Eso que me cuenta de todas las muertes que debía y que acababa de efectuar, no me lo perdono. Me gusta matar matones, créame usted. No es la costumbre; pero se ha de sentir sabroso ayudarle a Dios a acabar con esos hijos del mal.

La cosa es que no todo quedó allí. Lo vi venir de nueva cuenta al día siguiente.
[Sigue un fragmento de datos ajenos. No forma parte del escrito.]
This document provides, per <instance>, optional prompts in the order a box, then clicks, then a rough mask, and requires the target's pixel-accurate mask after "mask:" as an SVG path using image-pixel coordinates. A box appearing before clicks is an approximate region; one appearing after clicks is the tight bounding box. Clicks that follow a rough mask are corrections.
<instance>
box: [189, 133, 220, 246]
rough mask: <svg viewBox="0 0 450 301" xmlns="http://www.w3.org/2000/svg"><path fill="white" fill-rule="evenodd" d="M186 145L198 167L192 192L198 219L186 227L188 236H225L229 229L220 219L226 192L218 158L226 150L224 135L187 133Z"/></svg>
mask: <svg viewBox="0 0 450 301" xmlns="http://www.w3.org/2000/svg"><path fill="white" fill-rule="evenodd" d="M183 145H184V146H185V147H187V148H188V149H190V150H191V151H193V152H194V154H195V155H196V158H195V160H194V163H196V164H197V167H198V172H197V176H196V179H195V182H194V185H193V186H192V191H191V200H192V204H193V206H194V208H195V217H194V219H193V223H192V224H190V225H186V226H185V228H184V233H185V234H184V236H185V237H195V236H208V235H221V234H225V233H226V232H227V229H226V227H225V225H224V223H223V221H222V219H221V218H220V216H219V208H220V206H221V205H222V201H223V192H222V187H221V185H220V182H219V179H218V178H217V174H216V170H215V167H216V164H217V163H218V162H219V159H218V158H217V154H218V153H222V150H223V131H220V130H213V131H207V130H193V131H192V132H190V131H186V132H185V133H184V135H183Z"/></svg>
Pero yo todavía no sabía nada. ¡De haberlo sabido!

Lo vi venir más flaco que el día antes, con los güesos afuerita del pellejo, con la camisa rasgada. No creí que fuera él, así estaba de desconocido.

Lo conocí por el arrastre de sus ojos: medio duros, como que lastimaban. Lo vi beber agua y luego hacer buches como quien está enjuagándose la boca; pero lo que pasaba era que se había tragado un buen puño de ajolotes, porque el charco donde se puso a sorber era bajito y estaba plagado de ajolotes. Debía de tener hambre.

Le vi los ojos, que eran dos agujeros oscuros como de cueva.

Se me arrimó y me dijo: «¿Son tuyas esas borregas?» Y yo le dije que no. «Son de quien las parió», eso le dije.

No le hizo gracia la cosa. Ni siquiera peló el diente. Se pegó a la más ovachona de mis borregas y con sus manos como tenazas le agarró las patas y le sorbió el pezón. Hasta acá se oían los balidos del animal; pero él no la soltaba, seguía chupe y chupe hasta que se hastió de mamar. Con decirle que tuve que echarle criolina en las ubres para que se le desinflamaran y no se le fueran a infestar los mordiscos que el hombre le había dado.